# First time as executive chef



## abuchef (Jul 24, 2013)

Hi All

Just want your input in this thread

After 16 years of experience in culinary industry, working in different aspects of the kitchen, I got a job for the first time as an executive chef in a 5* Hotel, that is opened 3 years ago

The department is not that big, with an all day dining restaurant, asian speciality a la carte restaurant, room service, lobby lounge, a bar that serve a snaks/sandwiches & a small banqueting mostly for coffee breaks

My question is, how to succeed my first years???

I have some plans to implements & would like your input if you have the same experience or if you work with a new joining/successful executive chef

I am thinking of, changing menus, implementing some events/promotions, reorganize the departments......

waiting for your input

Abu


----------



## chefross (May 5, 2010)

Congratulations on your first exec job.

16 years eh?

You should have plenty of perspective by now then.

5 stars, according to whom? AAA? Michelin? Zagat?

First thing you want to do is observe.

Go to all your satellites and simply watch. You will see what needs to be done.

Don't make changes until you learn your customers and the area in which this place resides.

One of the first mistakes many Chefs make is to institute change right away without studying their place.


----------



## cheflayne (Aug 21, 2004)

Chefross said:


> One of the first mistakes many Chefs make is to institute change right away without studying their place.


Best advice you will get.


----------



## kuan (Jun 11, 2001)

I would work every department until I felt I had  good grasp of things.


----------



## cacioepepe (Apr 3, 2011)

Congrats. ChefRoss has the right idea.  Spend a few weeks observing, taking notes to what you want to change and implement your ideas in steps.  Having a new boss is always tough especially if they have 'been doing it this way forever'.  It's hard for anyone to change their routine but with constant, gentle pressure people can easily be retrained.  

Stick with your gut.  You've been around the block and probably know what makes good food.  Try not to second guess yourself.


----------



## abuchef (Jul 24, 2013)

Thanks Chefs for your input

Just for your info, i ve been in this area for the last 12 years, so I know what king of customers & foods we are serving in this places

Chefross

It's a Hotel, 5 stars which means delux

Regards


----------



## cheflayne (Aug 21, 2004)

kuan said:


> I would work every department until I felt I had good grasp of things.

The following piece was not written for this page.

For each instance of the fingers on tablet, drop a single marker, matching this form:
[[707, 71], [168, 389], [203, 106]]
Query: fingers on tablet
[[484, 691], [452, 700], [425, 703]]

More sage advice and pay particular attention to the word work. Hands on will give you better insight into what the people dealing with the job on a daily basis are experiencing more than observing will.


----------



## chefross (May 5, 2010)

Abuchef said:


> Thanks Chefs for your input
> 
> Just for your info, i ve been in this area for the last 12 years, so I know what king of customers & foods we are serving in this places
> 
> ...


My question was simply this.....WHO rates this hotel as 5 stars?


----------



## lagom (Sep 5, 2012)

Do you have reliable section heads/sous chefs? With multible work areas you need to have eyes on location to make sure what changes you make are put into practice. Like any leadership role the sum of your team is greater than the individules by themselve, get the staff on yourside and excited about improvement and change for the better. While your accessing the depertments you should be actively recruiting the staff, esp the established cooks, sous chefs ect ect....down to the most minor(really major) utility/dish person. While your at it keep an eye on the service staff, an unresponsive service staff can make all your work for naught if you havent got them with you either. Lets not even talk about the non food service management at the hotel than may or may not have a supervisory position over you, thats an entire different bag of snakes to deal with. Good luck, welcome to ex chefdom. 

Note: Im not trying to be negitive in the least, just want you to keep eyes 360º at all times


----------



## kuan (Jun 11, 2001)

Chefross said:


> My question was simply this.....WHO rates this hotel as 5 stars?


Probably tourism industry ratings or something. It's probably full service near luxury class hotel. not in the USA.


----------



## abuchef (Jul 24, 2013)

Chefross

Don't really want to change the subject, but I think you are confusing, we are talking about Hotels rating not restaurant???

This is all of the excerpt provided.